There are a number of different ways of integrating different versions of Microsoft’s Active Directory (including ADFS & FIM) with different versions of Oracle’s Identity Management suite. Unfortunately for the implementer there is very little published architecture best practice covering identity migration / integration. This is surprising because of both vendors’ large market share and the annual number of organisations’ switching products or adding new features using the other vendors software. As an example the following migration / integration options are available when moving from AD to Oracle.
- You can choose to keep the existing AD as a master identity repository and use Oracle Identity Manager connector between the two products.
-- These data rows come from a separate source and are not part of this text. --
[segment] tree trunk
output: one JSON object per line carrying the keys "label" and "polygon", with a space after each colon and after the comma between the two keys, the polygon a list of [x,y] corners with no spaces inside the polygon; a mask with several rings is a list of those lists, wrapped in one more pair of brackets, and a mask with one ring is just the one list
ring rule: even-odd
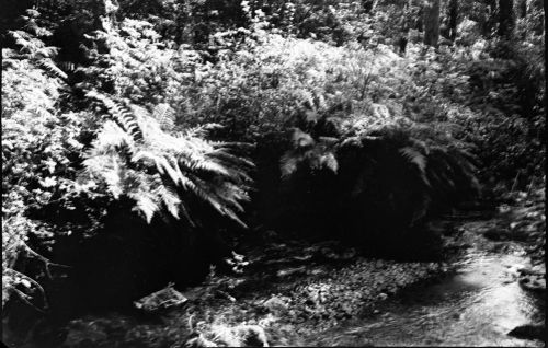
{"label": "tree trunk", "polygon": [[514,30],[514,1],[499,0],[499,36],[509,36]]}
{"label": "tree trunk", "polygon": [[439,0],[424,2],[424,44],[437,47],[439,40]]}

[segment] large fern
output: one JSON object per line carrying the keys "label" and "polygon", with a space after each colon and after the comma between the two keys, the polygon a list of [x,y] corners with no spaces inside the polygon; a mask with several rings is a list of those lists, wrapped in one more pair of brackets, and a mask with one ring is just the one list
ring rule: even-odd
{"label": "large fern", "polygon": [[168,212],[201,224],[201,205],[242,225],[242,201],[251,183],[252,163],[230,153],[230,143],[199,137],[204,127],[168,134],[146,111],[125,106],[105,95],[106,120],[84,161],[87,179],[100,179],[115,197],[135,201],[134,209],[150,222]]}
{"label": "large fern", "polygon": [[[342,221],[341,235],[364,241],[366,231],[378,230],[385,236],[404,232],[479,193],[473,156],[457,142],[416,125],[385,126],[329,139],[326,143],[295,130],[281,159],[281,172],[286,183],[293,181],[293,189],[307,187],[304,199],[330,192],[327,207],[299,205],[315,207],[321,214],[329,211],[329,220]],[[318,179],[313,173],[320,171],[334,175]],[[327,219],[301,210],[295,211],[310,220]]]}

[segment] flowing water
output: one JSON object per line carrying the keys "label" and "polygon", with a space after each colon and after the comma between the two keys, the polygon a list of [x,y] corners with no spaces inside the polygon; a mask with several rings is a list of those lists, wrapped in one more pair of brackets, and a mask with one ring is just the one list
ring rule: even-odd
{"label": "flowing water", "polygon": [[520,253],[471,252],[447,279],[408,289],[380,305],[377,315],[315,335],[309,344],[543,347],[540,340],[507,335],[545,320],[544,299],[515,281],[515,269],[523,264]]}

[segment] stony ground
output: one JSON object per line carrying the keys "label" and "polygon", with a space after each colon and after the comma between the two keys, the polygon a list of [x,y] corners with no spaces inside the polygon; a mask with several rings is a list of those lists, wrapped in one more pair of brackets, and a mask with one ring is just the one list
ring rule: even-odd
{"label": "stony ground", "polygon": [[[507,241],[517,241],[532,258],[530,267],[517,270],[520,283],[546,291],[540,190],[514,194],[492,217],[481,214],[454,216],[438,224],[446,230],[445,250],[483,243],[504,253],[511,252]],[[341,322],[376,313],[401,289],[450,272],[452,259],[458,258],[452,253],[435,263],[370,259],[336,242],[310,245],[276,237],[269,245],[247,253],[250,265],[239,277],[213,274],[201,287],[182,291],[189,301],[179,308],[73,320],[59,332],[62,347],[295,346]]]}

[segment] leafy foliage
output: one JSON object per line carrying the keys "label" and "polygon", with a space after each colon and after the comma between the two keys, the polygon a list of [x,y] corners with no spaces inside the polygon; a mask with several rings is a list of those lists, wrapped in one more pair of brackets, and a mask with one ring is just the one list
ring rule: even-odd
{"label": "leafy foliage", "polygon": [[237,213],[248,199],[250,178],[243,169],[251,163],[229,153],[232,143],[198,138],[206,126],[169,135],[144,109],[132,112],[100,94],[90,97],[100,98],[116,121],[106,121],[93,141],[83,162],[85,176],[106,184],[115,198],[133,199],[149,222],[165,209],[193,223],[199,210],[190,207],[191,196],[246,225]]}

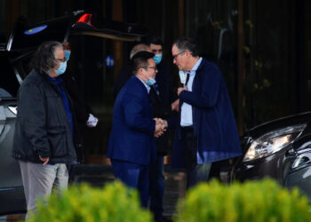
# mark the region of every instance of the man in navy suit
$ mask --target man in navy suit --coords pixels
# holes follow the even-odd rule
[[[139,190],[144,207],[149,192],[149,163],[156,156],[154,137],[160,136],[167,126],[164,121],[153,119],[148,95],[157,72],[153,57],[154,53],[140,52],[132,58],[135,76],[116,97],[108,150],[115,177]]]
[[[198,56],[198,47],[191,38],[177,39],[171,54],[173,63],[187,75],[185,86],[178,89],[177,143],[185,145],[185,149],[174,150],[172,157],[186,160],[189,188],[208,180],[211,163],[241,155],[242,152],[230,99],[219,68]]]

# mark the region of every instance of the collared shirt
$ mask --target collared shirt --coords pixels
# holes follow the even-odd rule
[[[192,83],[194,82],[195,76],[195,71],[197,67],[200,66],[202,61],[202,57],[197,60],[195,65],[192,67],[189,75],[189,81],[187,83],[187,88],[188,91],[192,91]],[[181,126],[192,126],[192,106],[184,102],[181,105],[181,112],[180,112],[180,125]]]
[[[144,85],[146,86],[146,89],[147,89],[148,93],[149,93],[149,91],[150,91],[150,86],[148,86],[148,84],[146,84],[146,83],[145,83],[143,80],[140,79],[139,77],[137,77],[137,76],[135,76],[135,77],[138,78],[139,80],[140,80],[140,82],[144,83]]]
[[[72,133],[72,135],[74,135],[74,122],[73,122],[72,113],[70,111],[68,99],[67,98],[67,95],[64,91],[64,89],[61,86],[61,83],[63,82],[63,80],[60,77],[52,78],[49,75],[47,76],[48,76],[49,80],[57,86],[57,89],[59,90],[59,91],[61,94],[62,101],[63,101],[63,104],[65,107],[65,111],[66,111],[67,116],[68,116],[68,121],[69,121],[71,133]]]

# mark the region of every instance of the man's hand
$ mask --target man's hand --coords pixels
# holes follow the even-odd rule
[[[179,112],[179,99],[176,99],[173,103],[171,104],[171,111]]]
[[[45,166],[50,161],[50,157],[43,158],[39,155],[39,158],[42,162],[44,162],[44,166]]]
[[[183,91],[187,91],[187,85],[185,85],[184,87],[179,87],[177,89],[177,95],[179,96],[180,92]]]
[[[166,131],[167,121],[160,118],[154,118],[156,121],[155,137],[158,138]]]

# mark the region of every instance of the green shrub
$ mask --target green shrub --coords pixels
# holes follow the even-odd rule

- The connector supports Active Directory and Active Directory Lightweight Directory Services (AD LDS), formerly known as Microsoft Active Directory Application Mode (ADAM) as either a managed target resource or as an authoritative (trusted) source of identity data for Oracle Identity Manager
- Depending on this approach you may wish to synchronise user’s password from Microsoft Active Directory (AD) to Oracle Identity Manager (OIM) then you must install Microsoft Active Directory Password Synchronization connector
- A connector though may be insufficient for all your organisational needs. For example you may have issues on aligning password policies, or granting privileged access or wish to clean up your data through an identity reconciliation process. In this case you may wish to migrate Active Directory records to Oracle Internet Directory. There are however multiple ways to achieve user migration (all have different benefits and obviously work with different versions). For example:
- The Oracle Internet Directory Data Management Tools provide bulk loading utilities which can import AD data using either a database connector or a native connector
- An LDAP bind using mapping rules to Modify DomainRules and AttributeRules as follows
- An LDIF export or other data interchange format
- An end-user re-registration process with an SSO enabled federation between the two identity repositories
The above are just examples of the various ways through which integration / migration is possible. What is intangible is the business benefit of any migration. For example how do the write-down costs on the legacy directory system compare with the benefits of a remediated identity repository? I’ve written previously on the business case for Identity Management which is always subjective to the organisation. Enterprise Architecture though is about collective best practice but frameworks such as TOGAF (e.g. an Identity Management solution in TOGAF) are often at too high a level for an Identity Management implementation project. As a result each implementation becomes the responsibility for the point architect to understand the best practice relevant to the various systems and propose and agree that architecture.